07/17/2022, 11:15am CDT
By Bryan Wendell

Alexander Massialas is a candidate for the FIE Athletes’ Commission, and his performance on the strip Sunday afternoon at the 2022 Fencing World Championships in Egypt made for a pretty solid stump speech.


Alexander Massialas, seen fencing India's Bibish Kathiresan, was undefeated in pools. (Photo by #BizziTeam)

CAIRO — Alexander Massialas (San Francisco, Calif.) is a candidate for the FIE Athletes’ Commission, and his performance on the strip Sunday afternoon at the 2022 Fencing World Championships in Egypt made for a pretty solid stump speech.

Massialas rocketed through pools, winning all six bouts by a combined score of 30-4. His indicator of +26, calculated by subtracting touches received from touches scored, was the best of all 140 fencers in pool play. 

The top 16 finishers in pools advance directly into the main tableau of 64 on Wednesday, so Massialas was done fencing after his sixth and final pools bout — a 5-0 win that put an exclamation point on his first day of competition.

Just five strips away, Chase Emmer (Morristown, N.J.) was having similar success. Emmer went undefeated in pools with a +18 indicator to move straight to Wednesday. That performance made for quite a Senior Worlds debut for Emmer, who won junior men’s foil bronze at the 2022 Junior and Cadet Worlds in Dubai.

Gerek Meinhardt (Lexington, Ky.) fenced wonderfully, too, dropping just one bout in pools. In a stroke of unfortunate luck, Meinhardt's pool had a fencer scratch, leaving a group of six fencers instead of seven.
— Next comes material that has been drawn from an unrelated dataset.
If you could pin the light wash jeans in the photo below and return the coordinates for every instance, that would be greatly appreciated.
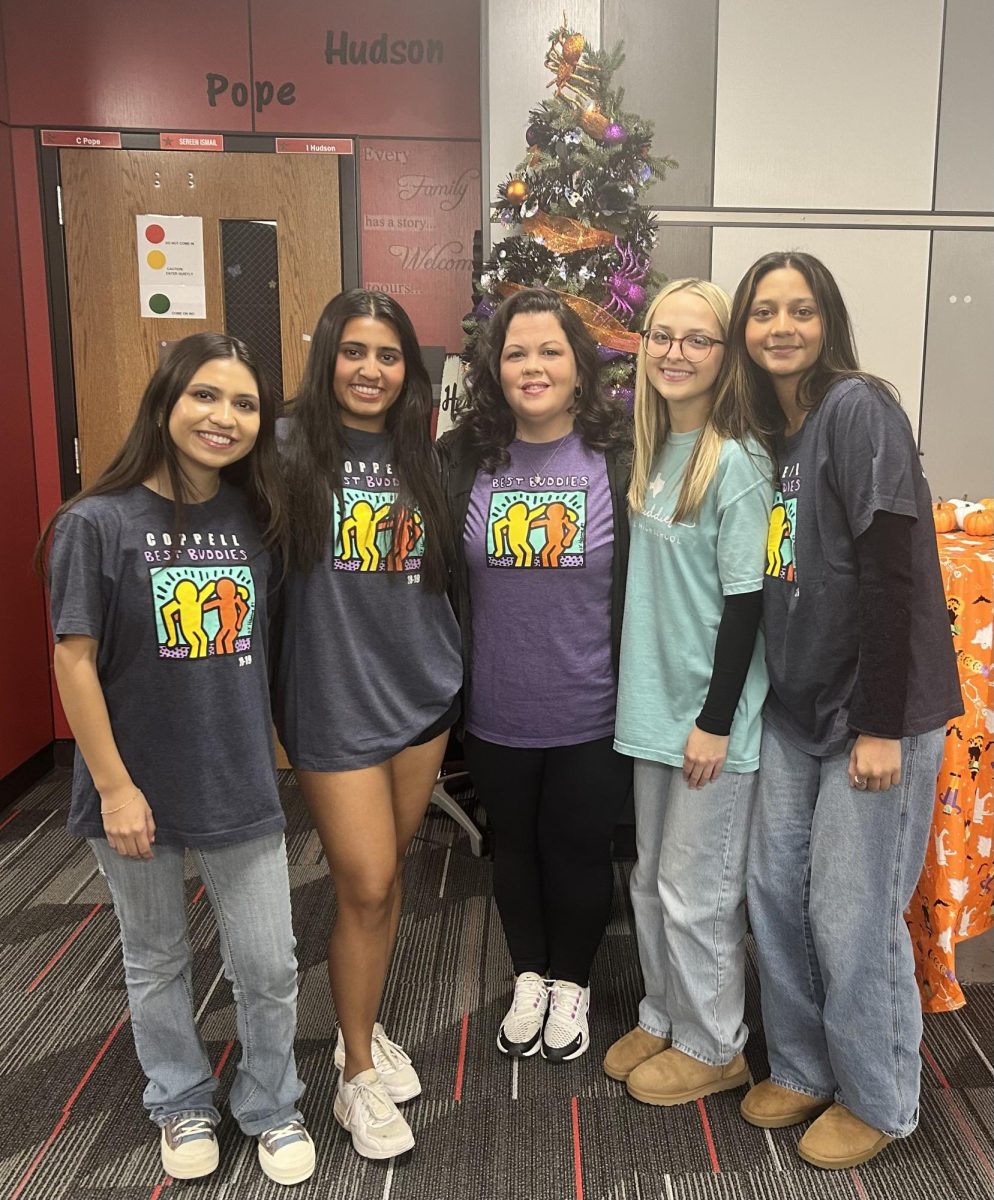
(249, 889)
(688, 893)
(831, 870)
Had Meinhardt defeated that hypothetical additional fencer — even by a score of 5-4 — he would have finished 5-1 instead of 4-1 and moved directly into the main tableau instead of fencing a win-and-in match.
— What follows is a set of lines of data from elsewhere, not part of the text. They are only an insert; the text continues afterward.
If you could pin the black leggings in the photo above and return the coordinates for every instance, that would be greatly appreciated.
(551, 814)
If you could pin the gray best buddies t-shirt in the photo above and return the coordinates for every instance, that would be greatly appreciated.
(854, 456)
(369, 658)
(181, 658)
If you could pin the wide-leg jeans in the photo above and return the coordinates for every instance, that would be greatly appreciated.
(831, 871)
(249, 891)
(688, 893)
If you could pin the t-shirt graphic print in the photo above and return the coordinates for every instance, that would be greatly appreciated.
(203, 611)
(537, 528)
But that kind of speculation is for the pundits; Meinhardt was ready to fence. With the rest of Team USA cheering from the stands, Meinhardt beat Tristan Xing Han Cheng of Malaysia, 15-5.  
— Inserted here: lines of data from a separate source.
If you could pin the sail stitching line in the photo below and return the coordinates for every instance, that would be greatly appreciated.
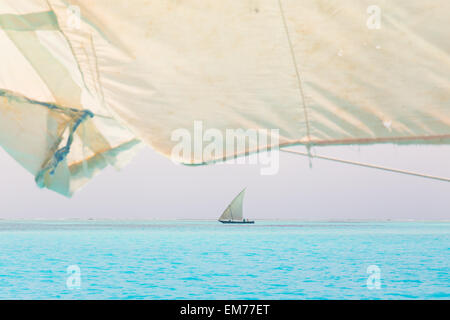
(297, 72)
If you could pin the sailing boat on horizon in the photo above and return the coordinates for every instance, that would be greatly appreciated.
(233, 213)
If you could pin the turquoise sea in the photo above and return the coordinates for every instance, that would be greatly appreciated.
(207, 260)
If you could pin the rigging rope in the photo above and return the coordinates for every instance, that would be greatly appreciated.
(360, 164)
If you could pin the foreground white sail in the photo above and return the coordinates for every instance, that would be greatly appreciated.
(234, 213)
(77, 95)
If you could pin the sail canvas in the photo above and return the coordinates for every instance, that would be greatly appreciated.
(77, 95)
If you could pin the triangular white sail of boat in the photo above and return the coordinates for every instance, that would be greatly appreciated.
(234, 211)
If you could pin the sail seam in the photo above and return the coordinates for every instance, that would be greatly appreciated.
(297, 72)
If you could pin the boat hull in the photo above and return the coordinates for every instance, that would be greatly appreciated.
(237, 222)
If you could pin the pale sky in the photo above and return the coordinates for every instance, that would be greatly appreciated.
(152, 187)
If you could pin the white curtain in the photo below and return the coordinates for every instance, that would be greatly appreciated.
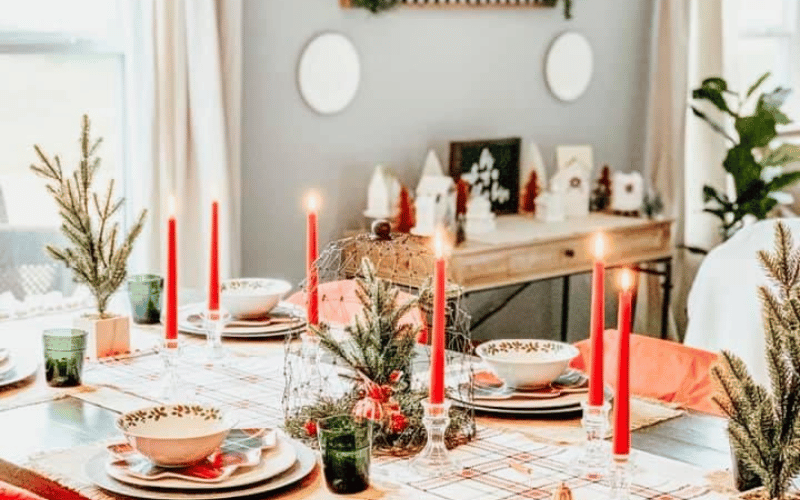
(183, 85)
(682, 153)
Massialas, Emmer and Meinhardt will fence again Wednesday, joined in the final 64 by Nick Itkin (Los Angeles, Calif.) who bypassed pool play entirely because of his top 16 world ranking (he's No. 11).

Earlier in the day, it was time for women's saber to make its tournament debut. Honor Johnson (Bethesda, Md.), competing at her first Senior Worlds, led the way for Team USA with a 5-1 record in pools.

Thanks to her high indicator (+12), Johnson advanced directly into Wednesday's main tableau, where the incoming freshman at Princeton University joins Princeton grad Eliza Stone (Princeton, N.J.).

Stone, ranked No. 13 of the tournament's 133 fencers, bypassed pools entirely by virtue of her ranking in the top 16.

Tatiana Nazlymov (Bethesda, Md.) and Elizabeth Tartakovsky (Sea Bright, N.J.) each finished 4-2 in pools. That record advanced each woman to a win-and-in match for a spot in the final 64.

As fate would have it, they both faced German fencers in their direct elimination bouts. Nazlymov defeated Lea Krueger, 15-9, while Tartakovsky lost a close match to Larissa Eifler, 15-11.

What's Next?

The first medals of the 2022 Fencing World Championships will be earned Monday with world titles on the line in women's epee and men's saber.

Sixty-four athletes remain in each weapon, and they'll fence a single-elimination bracket until a world champion is crowned. (In individual fencing competitions — other than the Olympics — there is no bronze medal match, meaning there will be two bronze medalists in each event.) 

In women's epee, Team USA will be represented by Kat Holmes (Washington, D.C.)Margherita Guzzi Vincenti (Hartland, Wis.) and Anna van Brummen (Goleta, Calif.).

In men's saber, all four members of Team USA will compete: Daryl Homer (New York, N.Y.)Eli Dershwitz (Sherborn, Mass.)Andrew Mackiewicz (New York, N.Y.) and Khalil Thompson (Teaneck, N.J.).